Sorti en octobre 2016 chez Vents d’ailleurs, Anges fêlés est le premier roman d’Eva Doumbia. Metteure en scène franco-ivoirienne et fondatrice des compagnies La part du pauvre et Nana Triban, l’auteure nous invite ici à découvrir un univers marseillais trouble et attachant.

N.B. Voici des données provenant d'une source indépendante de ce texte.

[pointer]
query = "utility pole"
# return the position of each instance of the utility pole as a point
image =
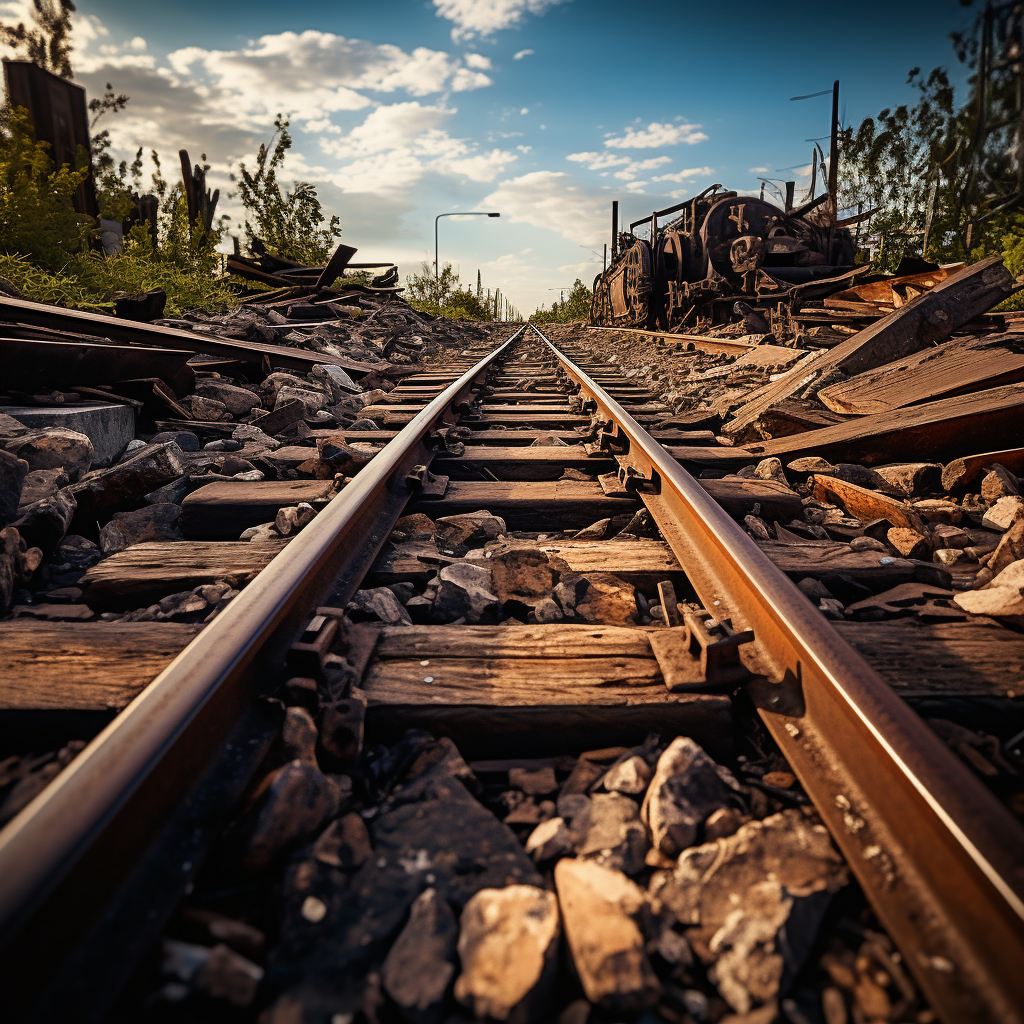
(834, 155)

Il ne faut pas avoir peur d’explorer les âmes, de descendre et de remonter, avec une rapidité vertigineuse, le long des émotions des protagonistes de ce roman, pour s’y plonger pleinement et l’apprécier. Il faut, au contraire, se familiariser avec Marseille l’été, qui peut être une ville fiévreuse autant que ses habitants. Ne pas craindre de déambuler dans la chaleur étouffante du marché de Noailles : là où l’on croise des ombres intoxiquées et désespérées. Anges fêlés porte en effet les voix de plusieurs personnages ayant en commun la fêlure d’une colère inaltérable. « Les anges rouges de la ville n’aiment pas les gens ». Non. Et même si les gestes de leurs mains qui accompagnent une conversation inaudible, sont « beaux comme une danse », ces mêmes mains peuvent égorger des amis, pour ensuite caresser avec une tendresse inouïe le visage d’une personne chère. Nathy, Ibrahima, Sofia, Magali, sont en colère car ce n’est pas possible d’effacer la flaque de sang qui, un jour, s’est répandue dans la salle d’un institut de formation. Ni la pression de la cité quand on rêve de s’en sortir, ni l’abandon d’un père et de toute une culture, ni les abus d’un inconnu lors d’une soirée de l’enfance. Ils sont tous cet « enfant qu’on a battu et qui ne sait pas pourquoi [il] a éventré la peau de son coussin » dans un mouvement de haine étouffée et dangereuse, car « avec elle, on ne sait jamais où tout va ». Mais il y a aussi Fa Moussa, Yacouba. Celui qui est parti sans jamais se retourner pour retrouver les siens. Et celui qui a fait une promesse qu’il sait qu’il ne pourra pas tenir. Personne, dans ce roman, ne marche léger, et les corps sont fragiles, faibles et menaçant à la fois, contenant des dangers, les provoquant. Le rouge les imprègne, comme un mauvais présage, et qu’il s’agisse de poussière ou de sang, ça pique le cerveau, empêche les pas et rend les personnages « debout comme couché[s] », des fantômes en attente. Ils attendent des yeux miséricordieux, un « Crime et châtiment » où s’identifier, un pardon qu’ils n’arrivent pas à demander, un accueil qui transcende les quartiers et surtout, surtout, des explications. « En France, on n’a pas le droit de s’adosser au mur des immeubles quand on est jeunes, arabe ou noir. Pourquoi ? Parce que, suivi d’un point ».
Et d’ailleurs « il n’y a pas pire que l’espoir » : elle le sait bien Sofia, celle qui espère plus que tous et qui est donc la plus désespérée. Etrangère à elle-même, mais cherchant sans cesse à devenir un langage pour traduire les systèmes des pensée des autres, occupée à expliquer à qui l’entoure que l’innocence est une tare, employant toutes ses forces pour déconstruire la bienveillance occidentale aussi bien que la condescendance africaine, elle invite le monde à se taire. Et pourtant ne fait que lire, regarder les informations, voyager, pour toujours constater que « les voyages contemporains ne forment à rien. Car l’Europe est partout et partout elle se ressemble ».
Celle qu’Eva Doumbia nous décrit dans Anges fêlés est une humanité en proie au capitalisme, autophage, délirante et tout de même en quête de purification spirituelle et de silence. A travers plusieurs flux de conscience, une écriture rythmée, parfois rapsodique et essoufflée, l’auteure nous pousse à réfléchir sur les rapports de domination nord-sud. Des questionnements qui semblent pouvoir aspirer à un moment de trêve avec un retour aux sources, là où la peau reprend son élégance, les dents leur blancheur, le cœur sa place. Mais est-ce vraiment l’apaisement du Printemps tant recherché ? Ou son illusion ? Un premier roman qui est comme une naissance.